Wednesday, June 08, 2005

 

Will the Supremes now take the Padilla case?

The case of Jose Padilla, now held on the word of George Bush without charges or trial for over 3 years, will be reviewed in the Supreme Court's conference tomorrow to determine if they will hear it.

Last year the Supremes booted the case back to the lower courts because of what they said was a jurisdictional problem. Padilla's lawyers refiled the case in South Carolina.

According to Bethany Broida of Legal Times, the refiled charges "named Cmdr. C.T. Hanft, the commander of the Navy brig where Padilla is being held, as the defendant." So the case is now known as Padilla v.

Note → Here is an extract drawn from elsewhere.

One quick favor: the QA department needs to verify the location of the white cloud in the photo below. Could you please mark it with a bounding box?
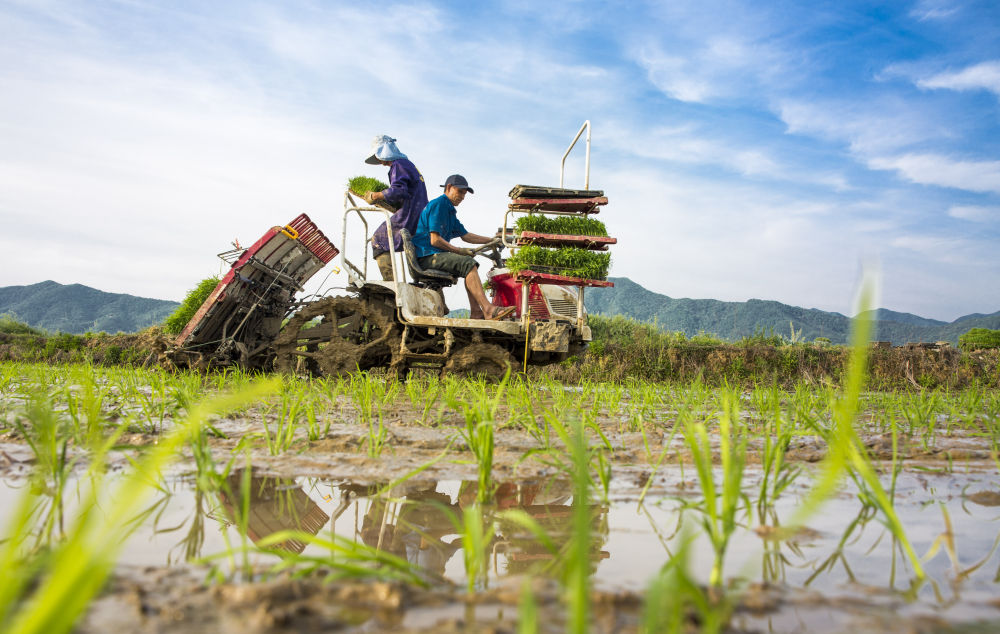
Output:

Hanft.

In February 2005, the U.S. District Court in South Carolina agreed with an earlier ruling by the 2nd U.S. Circuit Court of Appeals in New York and found that the government had no grounds to hold Padilla indefinitely, ruling that he must either be charged with a crime or released.

The issue of the moment is whether the Supremes will allow Padilla to leapfrog over the Fourth Circuit Court of Appeals, which has already granted an expedited hearing. The government is trying to drag this out as long as possible and is urging that Supreme Court involvement would be "premature." But at a minimum, a hearing before the Fourth Circuit will add months to Padilla's confinement. And in any event, the case will not be heard before the court begins a new session in October.

Here at Simply Appalling, Supreme Court review does not seem "premature." "Urgent" is the word that comes to mind.

"Here we have an American citizen who has been detained without trial for three years," says Jenny Martinez, the counsel of record for Padilla and an assistant professor at Stanford Law School. "At some level there is something fundamentally unfair with the government saying, 'We can keep you locked up forever and we can keep changing [the charges].'"

The legal foundation for the government's case is this—

... the government argues that Padilla's continued detention is lawful under the resolution passed by Congress shortly after the Sept. 11, 2001, terrorist attacks that allows the president to use "all necessary and appropriate force" against those "he determines planned, authorized, committed, or aided the terrorist attacks."

Doesn't the word "appropriate" imply "within constitutional bounds"? And if it doesn't, does the Congress have the power to authorize unconstitutional actions by the President? The Supreme Court's decision will say a lot about how far we've come along the road to totalitarianism, though the fact that Padilla has been held without charges for over three years already says plenty.